A l'approche des législatives du 21 février, M. Khamenei a aussi renouvelé son appel à une participation massive lors de ce scrutin.

"Les élections sont l'enjeu le plus important du pays", a-t-il déclaré. Si elles "se déroulent avec passion et que le peuple est pleinement présent aux urnes, cela garantira la sécurité du pays", a-t-il ajouté.

"Les gens ont des complaintes", a-t-il dit, reconnaissant que "les sanctions" américaines mais aussi "nos propres insuffisances" avaient "créé des problèmes pour le pays".

"Mais pour l'honneur du système (de la République islamique), les gens vont se présenter" aux urnes, a-t-il prédit.

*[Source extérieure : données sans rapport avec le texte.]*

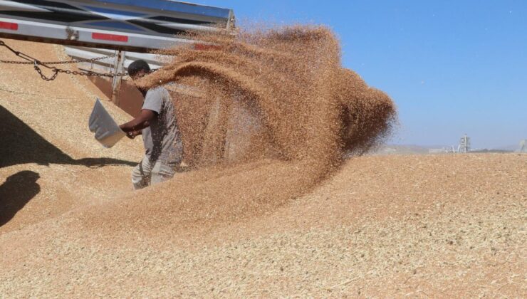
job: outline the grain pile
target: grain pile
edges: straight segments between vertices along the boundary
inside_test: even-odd
[[[367,150],[389,132],[393,103],[342,68],[328,29],[286,27],[200,39],[207,38],[211,48],[168,51],[174,61],[140,82],[204,90],[200,99],[174,95],[176,106],[185,107],[179,111],[182,124],[190,124],[182,126],[185,160],[197,170],[90,209],[82,215],[87,226],[182,229],[268,212],[311,189],[345,152]],[[232,157],[224,145],[238,106],[251,118],[243,122],[254,125],[249,145]],[[217,111],[215,119],[197,113],[204,109]]]
[[[295,30],[308,33],[291,32]],[[315,32],[322,38],[327,33]],[[330,36],[325,36],[334,43]],[[233,48],[239,46],[236,41],[226,43]],[[37,48],[31,43],[19,46]],[[55,55],[51,47],[38,44],[38,48]],[[207,53],[216,55],[199,53]],[[199,59],[196,56],[182,63],[202,65]],[[221,60],[217,61],[216,68],[221,68]],[[172,65],[172,73],[160,73],[157,80],[194,84],[206,92],[210,88],[220,95],[231,92],[214,89],[206,75],[174,78],[173,74],[182,72],[178,63]],[[369,117],[375,112],[365,109],[364,114],[357,115],[363,112],[358,99],[375,105],[379,104],[375,99],[385,98],[392,107],[382,93],[367,88],[351,73],[340,69],[348,74],[341,78],[351,76],[348,80],[355,84],[349,87],[362,98],[306,98],[308,107],[314,105],[311,101],[322,102],[320,111],[311,110],[308,115],[302,110],[298,115],[296,110],[288,111],[288,105],[278,105],[281,109],[271,109],[267,115],[259,101],[271,105],[281,102],[252,98],[257,100],[251,104],[252,100],[244,100],[243,90],[236,84],[228,85],[234,86],[239,97],[234,98],[240,99],[237,103],[242,107],[231,109],[244,111],[249,120],[226,122],[226,128],[219,129],[224,133],[216,134],[209,122],[224,125],[211,120],[221,119],[222,112],[204,117],[197,108],[197,115],[183,116],[187,124],[193,119],[204,122],[197,129],[185,129],[187,140],[194,140],[186,150],[193,157],[194,170],[158,187],[132,192],[124,189],[129,187],[130,166],[103,164],[90,169],[75,162],[91,157],[133,161],[141,147],[138,140],[125,140],[118,150],[108,152],[90,143],[89,135],[79,137],[88,130],[78,120],[87,119],[93,103],[85,98],[90,95],[83,82],[66,77],[57,85],[45,85],[38,76],[31,76],[31,70],[19,77],[14,68],[0,67],[4,73],[11,72],[11,80],[4,81],[7,86],[2,87],[26,92],[24,86],[34,85],[41,88],[38,93],[45,95],[11,94],[0,99],[9,112],[4,115],[20,120],[11,123],[34,130],[24,135],[25,139],[33,140],[36,134],[43,140],[31,144],[34,157],[13,156],[19,157],[0,168],[0,194],[9,194],[0,198],[0,204],[38,193],[0,227],[2,295],[527,296],[527,155],[341,160],[340,151],[350,145],[367,149],[371,143],[361,140],[375,140],[380,132],[368,129],[364,120],[346,125],[363,115],[376,123],[375,117]],[[243,68],[240,70],[243,73]],[[273,84],[280,88],[272,80],[256,85],[258,89]],[[71,94],[61,93],[64,90]],[[196,98],[206,101],[207,97]],[[188,102],[180,98],[182,105],[192,107],[190,98]],[[293,106],[302,106],[293,102]],[[50,109],[47,103],[63,109]],[[229,110],[220,103],[202,103],[221,108],[216,111]],[[348,117],[342,114],[346,110]],[[273,127],[273,117],[283,117],[282,114],[295,119],[291,123],[284,120],[287,130]],[[66,126],[46,125],[61,117]],[[298,121],[301,125],[296,127]],[[251,144],[232,137],[230,126],[239,123],[251,124],[250,132],[244,132],[254,137]],[[311,132],[307,125],[331,134],[320,137],[320,132]],[[339,130],[333,130],[335,127]],[[270,140],[259,134],[259,128],[264,132],[276,129],[278,136],[284,137]],[[9,132],[0,130],[2,135]],[[350,135],[354,132],[364,133]],[[333,140],[335,147],[318,147],[309,140],[293,139],[303,147],[313,147],[297,150],[288,143],[288,137],[303,134]],[[226,137],[200,142],[219,135]],[[8,136],[12,142],[22,142]],[[217,146],[222,140],[231,145]],[[245,154],[253,152],[251,145],[258,145],[256,156]],[[4,147],[2,151],[14,152]],[[314,159],[313,152],[323,161]],[[203,153],[216,157],[209,159]],[[38,159],[31,160],[32,157]],[[20,179],[21,175],[27,179]],[[19,184],[24,182],[22,192]]]

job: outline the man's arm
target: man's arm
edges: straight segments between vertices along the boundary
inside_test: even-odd
[[[119,127],[125,133],[140,131],[150,125],[150,120],[157,116],[157,113],[148,109],[143,109],[141,113],[128,122],[122,124]]]

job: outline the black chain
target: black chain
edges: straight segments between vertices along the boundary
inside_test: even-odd
[[[0,44],[1,46],[1,44]],[[108,58],[113,58],[115,57],[115,54],[108,55],[108,56],[98,57],[96,58],[91,59],[76,59],[67,61],[45,61],[41,62],[42,64],[68,64],[68,63],[93,63],[95,61],[103,61]],[[33,61],[3,61],[0,59],[0,63],[8,63],[8,64],[33,64]]]
[[[42,62],[38,59],[33,58],[33,57],[27,54],[16,51],[14,48],[11,48],[10,46],[7,46],[6,43],[4,43],[2,41],[0,41],[0,46],[4,46],[4,47],[7,48],[8,50],[13,52],[16,56],[28,61],[27,62],[13,61],[0,61],[0,63],[12,63],[12,64],[33,64],[33,68],[35,68],[35,70],[36,70],[36,72],[38,73],[38,74],[41,75],[41,78],[43,80],[46,80],[46,81],[51,81],[51,80],[55,80],[57,78],[57,75],[58,75],[59,73],[63,73],[68,74],[68,75],[95,76],[95,77],[108,77],[108,78],[113,78],[113,77],[117,77],[117,76],[125,76],[128,75],[127,73],[117,73],[114,74],[112,73],[95,73],[95,72],[92,72],[89,70],[77,71],[77,70],[63,70],[61,68],[56,68],[54,66],[48,65],[48,64],[52,65],[52,64],[63,64],[63,63],[75,63],[78,62],[93,62],[93,61],[96,61],[99,60],[106,59],[106,58],[111,58],[111,57],[115,57],[115,55],[111,56],[99,57],[97,58],[88,59],[88,60],[56,61],[56,62],[50,63],[50,62]],[[51,75],[51,77],[46,77],[42,73],[42,69],[41,69],[41,68],[38,65],[42,65],[44,68],[51,70],[51,71],[53,72],[53,75]]]

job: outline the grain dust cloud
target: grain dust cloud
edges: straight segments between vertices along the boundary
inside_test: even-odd
[[[114,208],[87,211],[85,223],[150,230],[265,213],[390,132],[394,103],[342,67],[339,42],[325,27],[199,39],[166,51],[173,61],[137,83],[168,84],[193,171],[108,204]]]

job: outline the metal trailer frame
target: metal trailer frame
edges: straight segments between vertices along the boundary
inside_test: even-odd
[[[0,37],[146,53],[230,30],[231,9],[169,0],[0,0]]]
[[[231,9],[172,0],[0,0],[0,38],[65,45],[67,54],[85,60],[114,50],[115,58],[92,63],[114,74],[135,59],[158,68],[152,50],[199,45],[182,33],[234,27]],[[121,80],[113,78],[113,101]]]

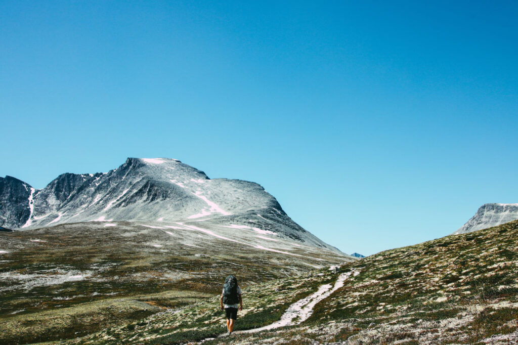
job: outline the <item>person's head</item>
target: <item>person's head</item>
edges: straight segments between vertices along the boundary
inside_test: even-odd
[[[228,276],[226,277],[226,278],[225,279],[225,282],[226,283],[227,282],[228,282],[229,280],[233,280],[236,283],[236,285],[237,285],[237,278],[236,278],[235,276],[233,276],[232,275]]]

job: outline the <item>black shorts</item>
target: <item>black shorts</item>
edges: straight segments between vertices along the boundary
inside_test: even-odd
[[[225,308],[225,313],[226,314],[227,319],[230,320],[236,320],[237,319],[237,308],[229,307]]]

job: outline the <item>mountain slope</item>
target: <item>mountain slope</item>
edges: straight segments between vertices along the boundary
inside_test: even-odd
[[[260,185],[210,179],[177,160],[128,158],[107,173],[64,174],[38,190],[13,178],[2,181],[0,207],[7,211],[0,225],[11,228],[93,221],[196,222],[339,252],[294,222]]]
[[[518,221],[388,250],[312,274],[252,284],[236,330],[278,320],[288,306],[357,272],[300,325],[204,343],[518,342]],[[340,271],[341,270],[341,272]],[[185,343],[225,332],[217,297],[67,343]],[[185,315],[189,315],[185,320]]]
[[[485,204],[453,235],[499,225],[518,219],[518,204]]]

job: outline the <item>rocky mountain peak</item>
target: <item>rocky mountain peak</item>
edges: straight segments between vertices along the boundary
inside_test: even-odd
[[[0,182],[0,207],[7,215],[0,225],[8,228],[92,221],[174,227],[191,222],[196,228],[253,232],[259,238],[268,235],[339,252],[294,222],[257,183],[211,179],[176,159],[130,157],[108,172],[62,174],[38,190],[16,179],[8,182]]]
[[[518,204],[484,204],[475,215],[457,229],[454,235],[464,234],[518,219]]]

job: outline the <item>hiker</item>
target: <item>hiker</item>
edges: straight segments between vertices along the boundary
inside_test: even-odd
[[[225,305],[225,313],[227,318],[227,334],[230,335],[234,330],[234,324],[237,319],[237,308],[243,310],[243,300],[241,298],[242,292],[237,284],[237,278],[231,275],[225,279],[223,293],[220,298],[221,310],[223,310]],[[239,304],[238,305],[237,303]]]

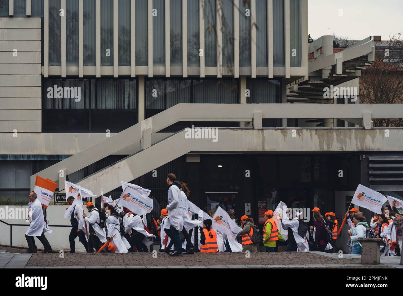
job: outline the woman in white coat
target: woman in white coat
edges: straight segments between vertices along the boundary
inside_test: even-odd
[[[127,246],[125,242],[123,240],[126,240],[126,238],[120,236],[120,223],[119,221],[119,214],[115,210],[114,208],[111,205],[108,205],[105,210],[106,215],[106,239],[108,242],[111,242],[116,248],[115,253],[127,253],[129,251],[127,249],[130,247],[130,245],[127,244]],[[114,235],[116,234],[113,236]]]
[[[401,256],[401,254],[403,214],[397,209],[395,211],[394,214],[391,213],[391,216],[394,215],[395,219],[384,228],[383,234],[387,244],[385,251],[382,254],[383,256]]]

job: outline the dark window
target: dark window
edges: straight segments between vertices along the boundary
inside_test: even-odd
[[[27,0],[14,0],[14,16],[27,16]]]
[[[44,79],[42,132],[121,131],[137,122],[136,93],[132,79]]]

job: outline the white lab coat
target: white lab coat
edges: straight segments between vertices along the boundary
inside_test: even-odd
[[[133,214],[131,214],[131,216]],[[148,233],[147,231],[144,229],[144,226],[143,224],[143,221],[140,216],[136,215],[133,216],[130,220],[128,221],[127,225],[125,227],[125,233],[128,233],[131,232],[131,229],[133,229],[137,232],[144,234],[145,237],[143,240],[143,243],[146,246],[149,246],[153,242],[150,240],[148,238],[155,238],[157,237],[154,234]]]
[[[105,230],[98,224],[100,223],[100,214],[98,209],[94,207],[91,210],[88,215],[84,218],[84,220],[87,223],[91,224],[92,228],[94,229],[94,231],[95,232],[96,235],[100,239],[101,242],[102,244],[106,242],[106,238]],[[89,230],[88,231],[89,232]]]
[[[308,231],[306,232],[306,235],[303,238],[298,234],[298,227],[299,226],[299,221],[298,217],[295,217],[292,220],[289,220],[287,218],[283,219],[281,225],[285,230],[288,230],[288,228],[291,228],[294,234],[294,238],[295,240],[298,252],[309,252],[309,245],[308,244],[308,239],[309,238]],[[308,228],[308,230],[309,229]]]
[[[386,228],[385,227],[385,228]],[[401,236],[399,238],[399,241],[396,240],[396,226],[393,225],[393,222],[391,222],[389,224],[389,226],[387,227],[387,230],[385,230],[385,235],[386,237],[386,240],[387,242],[388,240],[390,240],[392,242],[396,242],[399,245],[399,247],[400,248],[400,251],[401,252],[402,250],[402,240],[403,240],[403,236]],[[384,253],[384,254],[382,254],[382,256],[396,256],[396,253],[395,251],[395,250],[391,250],[390,249],[391,245],[387,244],[386,245],[386,247],[385,248],[385,251]],[[395,249],[395,250],[396,249]]]
[[[123,239],[124,239],[127,242],[127,240],[120,236],[120,224],[119,218],[114,216],[109,216],[106,219],[106,228],[108,230],[108,237],[111,238],[114,234],[116,234],[112,239],[112,242],[116,247],[115,253],[127,253],[129,248],[126,246]]]
[[[197,227],[199,226],[202,226],[203,222],[199,221],[198,219],[192,220],[191,216],[189,215],[189,211],[188,210],[187,206],[187,197],[185,193],[182,191],[181,191],[181,202],[182,203],[182,208],[183,209],[183,227],[186,230],[186,231],[189,232],[192,228]]]
[[[183,228],[183,209],[182,207],[181,190],[172,184],[168,189],[168,210],[169,222],[175,229],[181,231]]]
[[[162,221],[161,221],[161,224],[160,224],[160,238],[161,239],[161,248],[164,248],[166,247],[169,244],[169,242],[171,241],[170,238],[168,236],[168,235],[166,234],[165,232],[165,229],[169,229],[171,227],[170,224],[169,223],[169,218],[168,218],[168,216],[166,216],[164,218],[162,218]],[[166,245],[164,244],[164,240],[165,239],[165,237],[166,237]],[[175,249],[175,246],[172,245],[171,247],[171,250],[174,250]]]
[[[44,232],[52,233],[52,230],[45,222],[42,205],[37,199],[32,202],[28,213],[31,222],[25,234],[29,236],[40,236]]]

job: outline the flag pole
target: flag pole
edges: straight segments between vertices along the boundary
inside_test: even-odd
[[[354,197],[353,197],[353,198],[354,198]],[[350,203],[350,205],[349,206],[349,208],[347,209],[347,211],[346,212],[346,215],[348,214],[349,211],[350,207],[351,206],[351,203],[353,203],[353,199],[351,199],[351,202]],[[341,229],[343,228],[343,226],[344,226],[344,224],[346,222],[346,219],[347,219],[347,216],[346,216],[346,215],[344,215],[344,219],[343,219],[343,222],[341,223],[341,225],[340,225],[340,228],[339,229],[339,232],[337,233],[338,238],[339,238],[339,236],[340,234],[340,233],[341,232]]]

Les élections surviennent alors que l'Iran traverse une violente récession provoquée par le rétablissement de sanctions américaines après la décision prise par M. Trump en 2018 de sortir les Etats-Unis de l'accord international sur le nucléaire iranien de 2015.

Sur le plan intérieur, une vague de contestation contre une hausse subite du prix de l'essence a secoué le pays pendant quelques jours mi-novembre avant d'être étouffée par une répression ayant fait plus de 300 morts selon l'ONG de défense des droits humains Amnesty International.